11:07 a.m.
Live by the sword, die by the sword:
Souring economy causes luxury items to lose luster
“While few analysts see the ultra-rich trimming their spending dramatically, there is concern that middle-class shoppers, who helped create the boom in high-end brands from Gucci to Burberry, might be cutting back as skyrocketing gas prices and the declining housing market continue to eat away at consumers’ discretionary spending.”
Over the years, I’ve read countless op-eds bemoaning the “democratization” of luxury brands (i.e. watering down the quality to gain quantity sales from the expanding middle market buyers), but the luxury corporations made a determined push for the mass market, ringing up massive profits in the process.

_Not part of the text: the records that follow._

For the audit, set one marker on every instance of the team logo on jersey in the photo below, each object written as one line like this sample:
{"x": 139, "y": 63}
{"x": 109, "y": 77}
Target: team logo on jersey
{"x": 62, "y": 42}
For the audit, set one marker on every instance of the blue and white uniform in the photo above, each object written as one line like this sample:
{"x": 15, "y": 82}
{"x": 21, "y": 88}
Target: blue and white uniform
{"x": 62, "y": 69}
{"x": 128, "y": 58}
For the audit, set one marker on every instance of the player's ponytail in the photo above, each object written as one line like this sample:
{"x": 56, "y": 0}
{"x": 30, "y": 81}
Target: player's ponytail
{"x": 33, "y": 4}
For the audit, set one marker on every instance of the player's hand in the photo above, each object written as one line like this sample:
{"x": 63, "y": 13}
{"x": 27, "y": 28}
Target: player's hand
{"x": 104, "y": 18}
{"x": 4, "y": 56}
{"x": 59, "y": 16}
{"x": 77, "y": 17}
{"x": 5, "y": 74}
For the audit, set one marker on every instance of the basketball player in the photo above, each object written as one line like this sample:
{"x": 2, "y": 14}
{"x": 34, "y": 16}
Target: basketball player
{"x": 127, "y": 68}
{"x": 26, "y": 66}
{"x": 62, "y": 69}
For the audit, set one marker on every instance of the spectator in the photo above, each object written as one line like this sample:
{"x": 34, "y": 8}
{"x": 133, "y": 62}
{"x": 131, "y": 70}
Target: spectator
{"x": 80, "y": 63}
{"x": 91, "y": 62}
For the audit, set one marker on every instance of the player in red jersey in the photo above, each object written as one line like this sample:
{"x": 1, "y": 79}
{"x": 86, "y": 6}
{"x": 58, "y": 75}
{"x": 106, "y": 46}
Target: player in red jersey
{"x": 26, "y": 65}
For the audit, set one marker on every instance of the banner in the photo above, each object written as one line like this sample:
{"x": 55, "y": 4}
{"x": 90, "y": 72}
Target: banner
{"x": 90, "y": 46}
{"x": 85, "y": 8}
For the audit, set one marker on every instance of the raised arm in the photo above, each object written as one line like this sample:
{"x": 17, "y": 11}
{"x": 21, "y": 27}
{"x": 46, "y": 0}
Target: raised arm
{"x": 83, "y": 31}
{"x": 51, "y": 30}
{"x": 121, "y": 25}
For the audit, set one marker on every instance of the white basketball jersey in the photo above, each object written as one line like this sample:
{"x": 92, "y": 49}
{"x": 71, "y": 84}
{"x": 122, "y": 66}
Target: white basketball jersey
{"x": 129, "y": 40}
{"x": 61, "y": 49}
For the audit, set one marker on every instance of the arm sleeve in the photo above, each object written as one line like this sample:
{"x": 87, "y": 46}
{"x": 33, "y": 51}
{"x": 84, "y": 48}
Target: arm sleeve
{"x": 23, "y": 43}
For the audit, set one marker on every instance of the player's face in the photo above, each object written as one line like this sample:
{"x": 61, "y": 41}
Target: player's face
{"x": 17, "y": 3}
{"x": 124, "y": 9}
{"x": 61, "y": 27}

In 2004, Luxury retail sales were up over 9.6% while the overall retail market registered just under 4% in growth, but middle class shoppers are fair-weather friends: when times are good, their wallets are open; when the economy slows, all that new merchandise collects dust on the store shelves and corporate profits evaporate.
“This season’s sluggish consumer spending means retailers in Southern California are going to unheard-of lengths to make the hassle worth our while. Suddenly, super-deep storewide sales — 50% to 70% off — have become as common as Pinkberry outposts, encompassing every tier of retail, from Old Navy to Gucci.”
There’s the argument that luxury retailers have a client base that is less dependent upon the vagaries of a shifting economy, but the rapid and dramatic expansion of the Luxury Retail presence worldwide might just turn out to be its own Achilles Heel — now that the once independent, family-owned luxury manufacturers have mostly been snapped up by huge corporations such as LVMH and PPR, has luxury retail lost its immunity to economic downturns?